Big changes are coming to the workplace in Portugal—but you might not be seeing them for another few years. In an interview with Best Lawyers CEO Phillip Greer, Pedro Pardal Goulão of Morais Leitão, Galvão Teles, Soares da Silva & Associados, Sociedade de Advogados discusses new legislation to address Portugal’s gender wage gap, and his firm’s 2019 “Law Firm of the Year” award for Labor and Employment Law.

Phillip Greer: Are there any trends you've witnessed within the labor and employment law sector in the past year?

Pedro Pardal Goulão: At least from my personal experience, one that has been quite interesting is the increasing numbers of startup companies in Portugal. Lisbon is seen as a very promising startup hub, and probably because of that, we have seen a significant rise in the number of these type of businesses in our country as well. We have a lot of foreign startups that are setting up here in Portugal.

We have been involved in many of those investments in Portugal through what our office calls “Project Genesis,” which is a cross-functional group where we have people from different areas of law come together and advise these companies. There's a whole new mindset, and that requires an inventive legal approach regarding their employment matters.
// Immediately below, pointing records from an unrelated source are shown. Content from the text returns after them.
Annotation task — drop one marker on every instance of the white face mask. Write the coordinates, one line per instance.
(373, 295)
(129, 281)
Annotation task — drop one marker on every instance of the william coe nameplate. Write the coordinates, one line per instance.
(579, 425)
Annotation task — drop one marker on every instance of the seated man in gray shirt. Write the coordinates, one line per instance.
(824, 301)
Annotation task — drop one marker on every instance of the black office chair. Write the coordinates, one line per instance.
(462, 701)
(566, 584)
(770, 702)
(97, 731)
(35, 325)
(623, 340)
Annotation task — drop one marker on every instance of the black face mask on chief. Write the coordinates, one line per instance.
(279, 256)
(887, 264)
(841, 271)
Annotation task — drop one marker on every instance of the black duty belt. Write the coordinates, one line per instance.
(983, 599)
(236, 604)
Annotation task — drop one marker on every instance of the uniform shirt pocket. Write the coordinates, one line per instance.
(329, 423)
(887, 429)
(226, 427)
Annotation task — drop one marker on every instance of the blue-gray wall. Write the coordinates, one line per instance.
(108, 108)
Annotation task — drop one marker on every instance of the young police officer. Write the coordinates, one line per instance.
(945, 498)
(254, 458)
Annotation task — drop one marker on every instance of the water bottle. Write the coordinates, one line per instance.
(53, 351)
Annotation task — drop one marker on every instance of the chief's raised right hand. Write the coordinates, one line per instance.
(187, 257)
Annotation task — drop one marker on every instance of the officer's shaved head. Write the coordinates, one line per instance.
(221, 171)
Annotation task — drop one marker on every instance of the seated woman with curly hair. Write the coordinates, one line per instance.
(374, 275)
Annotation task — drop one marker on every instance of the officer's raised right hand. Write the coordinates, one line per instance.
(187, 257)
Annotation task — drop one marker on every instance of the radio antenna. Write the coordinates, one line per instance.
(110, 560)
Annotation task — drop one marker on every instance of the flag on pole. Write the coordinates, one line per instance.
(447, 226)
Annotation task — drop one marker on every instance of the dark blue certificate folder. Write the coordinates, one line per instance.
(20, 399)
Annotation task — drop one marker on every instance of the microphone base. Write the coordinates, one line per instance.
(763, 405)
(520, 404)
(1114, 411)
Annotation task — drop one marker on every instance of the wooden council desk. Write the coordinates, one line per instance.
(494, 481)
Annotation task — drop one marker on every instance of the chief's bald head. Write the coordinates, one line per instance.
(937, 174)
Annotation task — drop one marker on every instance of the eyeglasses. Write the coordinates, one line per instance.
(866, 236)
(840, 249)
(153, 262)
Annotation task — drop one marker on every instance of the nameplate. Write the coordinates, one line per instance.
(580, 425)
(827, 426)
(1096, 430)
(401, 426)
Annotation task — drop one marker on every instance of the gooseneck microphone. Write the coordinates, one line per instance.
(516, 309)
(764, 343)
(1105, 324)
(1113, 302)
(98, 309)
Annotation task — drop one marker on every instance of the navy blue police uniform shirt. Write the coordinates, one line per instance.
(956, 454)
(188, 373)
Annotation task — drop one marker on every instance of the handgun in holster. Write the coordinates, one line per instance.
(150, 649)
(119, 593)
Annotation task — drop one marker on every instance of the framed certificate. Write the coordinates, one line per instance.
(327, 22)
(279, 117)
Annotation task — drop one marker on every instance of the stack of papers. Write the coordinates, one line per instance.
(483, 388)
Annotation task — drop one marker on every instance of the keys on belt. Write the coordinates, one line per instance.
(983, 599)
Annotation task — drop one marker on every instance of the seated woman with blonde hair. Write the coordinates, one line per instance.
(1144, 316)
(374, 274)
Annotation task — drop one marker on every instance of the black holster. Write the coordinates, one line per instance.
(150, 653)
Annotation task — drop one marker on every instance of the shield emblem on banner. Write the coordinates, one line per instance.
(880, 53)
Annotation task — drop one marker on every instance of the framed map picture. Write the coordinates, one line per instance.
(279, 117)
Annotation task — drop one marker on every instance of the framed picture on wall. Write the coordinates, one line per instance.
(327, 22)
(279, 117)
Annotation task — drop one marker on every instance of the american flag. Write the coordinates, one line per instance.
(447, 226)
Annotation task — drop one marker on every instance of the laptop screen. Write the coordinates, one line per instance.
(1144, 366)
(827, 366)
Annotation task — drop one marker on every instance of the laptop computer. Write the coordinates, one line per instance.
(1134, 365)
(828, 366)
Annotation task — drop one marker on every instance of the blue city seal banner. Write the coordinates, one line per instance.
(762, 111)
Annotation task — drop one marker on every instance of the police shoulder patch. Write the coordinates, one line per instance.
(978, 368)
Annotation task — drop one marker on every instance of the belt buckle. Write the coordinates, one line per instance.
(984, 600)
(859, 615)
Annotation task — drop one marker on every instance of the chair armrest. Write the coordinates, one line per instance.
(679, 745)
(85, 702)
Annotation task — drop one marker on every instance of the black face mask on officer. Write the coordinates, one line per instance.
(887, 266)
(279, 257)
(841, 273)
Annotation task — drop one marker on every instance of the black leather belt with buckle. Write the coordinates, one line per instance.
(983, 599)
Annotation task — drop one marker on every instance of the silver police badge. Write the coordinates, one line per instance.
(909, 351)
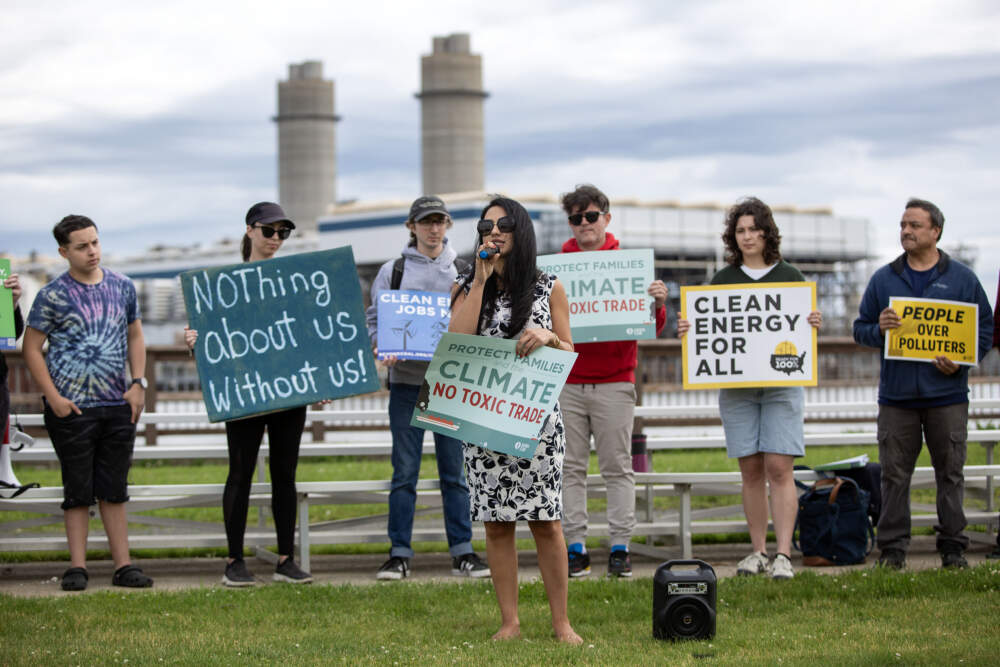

Typically, employment law matters are more focused on termination and payment, but for these tech companies, the mindset is totally different and more focused on the rules around hiring. They’re doing a lot of work to retain those individuals that are also coming to Portugal, and so we have to keep our mind open and search for innovative contractual solutions that we would not be working on, were it not for these new investors. So, it has been quite interesting for us and quite challenging.

Do you see labor and employment law changing in Portugal in the coming years?

In the short term, no. Of course, we will always have trends but we are not expecting huge changes soon. We will have some announced new amendments that are going to be passed by the Portuguese parliament that are likely to be entered in the beginning or mid-year. Some of them are important, but I wouldn't say that there is going to be a "game changer" in employment law in Portugal.

In the long term, for sure. Not only because of the concerns of the new employees, but also because of technological innovation and the ways in which the employees will relate to the employer. That will bring some bigger amendments, eventually.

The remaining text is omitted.